November 1, 2017
Have you ever experienced the model minority paradigm?
Have you been systematically labeled as "un-personable" and "unlikeable"? Isn't that unfair? Would those adjectives make you feel human? Or validated? If not, then why do you do this to Asian American applicants?
Why does the model minority status feel more like an insult than a compliment? If economic and racial equality matters, Harvard, then why are some Southeast Asian Americans punished in the admissions process for holding this "prized label" when their circumstances are anything but? Can you comprehend the position that I, a liberal Asian American, am facing? How should I remedy my cognitive dissonance? How can I continue fighting for the rights of others when the system inadvertently hurts my Asian peers? How can I support a policy that puts Southeast Asian Americans at a disadvantage that they do not deserve?
Moreover, when did equality come with a fine-print agreement? Why can't equality simply be equality? Why are admissions standards for Asian Americans noticeably higher and more difficult than those for white Americans? For African Americans? For Latino Americans?
What do these extraneous labels accomplish except for a) polarization, b) implicit racism, and c) marginalization?
Harvard, what is it about Asian Americans? Are we too American? Are we too Asian? Or perhaps, according to you, are we just "bright and busy" robots that lack substance? Why is my ethnic background stained with a single, unwavering stereotype?
But Harvard, did you ever consider that this lawsuit is more important than just affirmative action? Did you ever consider that this lawsuit is reopening the painful reminder that Asian Americans lack a tangible place in American society? How can America allow a large segment of its citizens to be rendered into nothing but white background noise?
Why am I, like many Asian Americans, uncertain of my position in America? Harvard, my grandparents, two U.S. citizens, were interned during World War II and stripped of all of their possessions--does that injustice mean so little? Did you know that my family lost years of records and family history just because those documents were written in Japanese script? Did you know that in Japanese culture you are supposed to revere a federal power and to follow the rules? Can you understand why my immigrant great-grandparents put up little fight when Executive Order 9066 was implemented by the United States government?

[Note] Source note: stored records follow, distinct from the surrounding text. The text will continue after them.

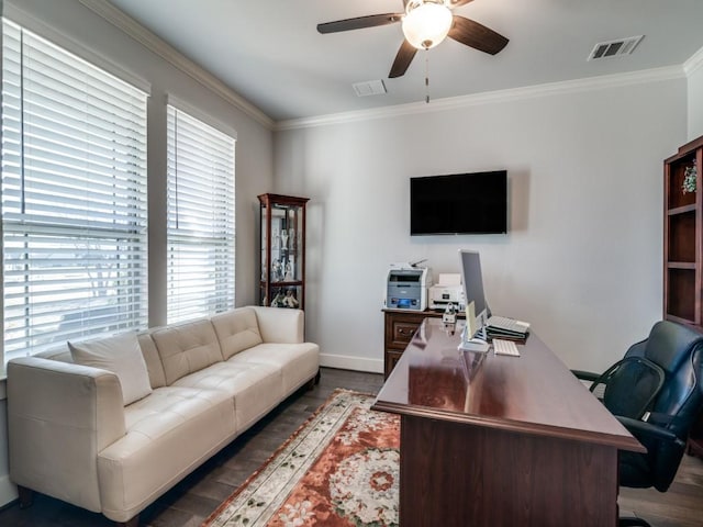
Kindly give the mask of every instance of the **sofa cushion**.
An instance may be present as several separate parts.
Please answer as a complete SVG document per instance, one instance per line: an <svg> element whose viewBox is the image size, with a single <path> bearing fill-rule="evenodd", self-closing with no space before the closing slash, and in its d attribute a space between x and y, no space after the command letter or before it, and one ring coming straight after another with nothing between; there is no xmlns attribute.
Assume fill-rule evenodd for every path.
<svg viewBox="0 0 703 527"><path fill-rule="evenodd" d="M68 343L74 362L111 371L120 380L124 405L152 393L142 348L134 333L113 337Z"/></svg>
<svg viewBox="0 0 703 527"><path fill-rule="evenodd" d="M235 355L228 363L269 365L280 370L282 397L315 377L320 369L320 347L312 343L259 344Z"/></svg>
<svg viewBox="0 0 703 527"><path fill-rule="evenodd" d="M252 307L239 307L221 313L213 316L211 321L225 360L263 343L256 312Z"/></svg>
<svg viewBox="0 0 703 527"><path fill-rule="evenodd" d="M232 397L164 386L124 408L126 434L98 455L102 513L126 522L236 435Z"/></svg>
<svg viewBox="0 0 703 527"><path fill-rule="evenodd" d="M283 399L281 370L274 365L217 362L179 379L174 386L225 392L242 434Z"/></svg>
<svg viewBox="0 0 703 527"><path fill-rule="evenodd" d="M164 373L164 365L158 356L158 349L152 339L149 332L140 333L137 336L144 362L146 362L146 371L149 373L149 383L153 389L166 385L166 374Z"/></svg>
<svg viewBox="0 0 703 527"><path fill-rule="evenodd" d="M164 365L166 384L224 360L210 321L196 321L152 333Z"/></svg>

How can I connect with my culture when it was forcibly suppressed and subsequently extinguished by the American government on December 7, 1941?
Let's do a quick poll--do you ever dread Pearl Harbor Day?
Have you, perhaps, experienced that swirling ache of discomfort?
Sadness at the injustice that your family faced?
Anger at the fact that not one of those aforementioned presentations ever talked about the 110,000 to 120,000 Japanese Americans who were carted off to internment camps?
Have you ever felt the weight of an auditorium full of people watching you as a World War II veteran recounts his memories of defeating those "sneaky Japs?" Do you ever feel ashamed of who you are? Your ethnicity? Have you ever wished that you could just be white?
Harvard, are you aware of the fact that it is not just Asian American youth who feel this way? Did you know that these stereotypes affect all generations of Asian Americans? Did you know that, according to research studies, my parents' generation is the ethnic group who is least likely to get promoted to positions of leadership?
Why are we solely viewed as diligent, hard-workers? How can Asian Americans break this "worker bee" mold and prove that we have voices, opinions, and ideas? Or that we are capable of being leaders? Why is no one speaking out about the Asian American experience? Will any of my questions ever receive an answer?
Harvard, this brings us back to my original point: what is affirmative action? If affirmative action is a policy that fosters diversity and brings different viewpoints together to provide an enriching learning experience, then what's so negative about that?
Truly, at its core, affirmative action is not terrible politics; however, once these policies begin to ostracize and specifically suppress certain ethnic minorities, is it not safe to conclude that the policy begins to undermine its original goal of objectivity and equal opportunity? Did you know, Harvard, that the recent case, Students for Fair Admissions v. Harvard, serves as a harsh reminder of the precarious (and real) position Asian Americans face within the United States? Broadly speaking, aren't all experiences equal and valid? If this statement holds true, then shouldn't the conversation shift? For instance, instead of focusing on who has suffered the most, why can't our society embrace these stories and experiences to help enact a true equality for all?
Harvard, do you know that you are not the only target? Do you realize that the discussion of Asian Americans within America permeates not only higher education but also the workplace, government, and more? Are you aware of this permanent limbo that Asian Americans are relegated to? Can you relate to the stage of "not-quite-a-person-of-color" yet "not-white-either?"
Honestly though, do you really attribute those demeaning characteristics to Asian Americans? Do you think that little of my ethnicity? Of my history? Of my story?
Finally, did you ever get my application materials? My two recommendation letters? Did my alumni interview review sheet make it to Cambridge? Did the College Board send you my SAT score? What about my two subject tests?
If so, you can shred those and delete my file--I will not be needing them.
Inspired by Pete Well's Review of Guy's American Kitchen and Bar published in the New York Times.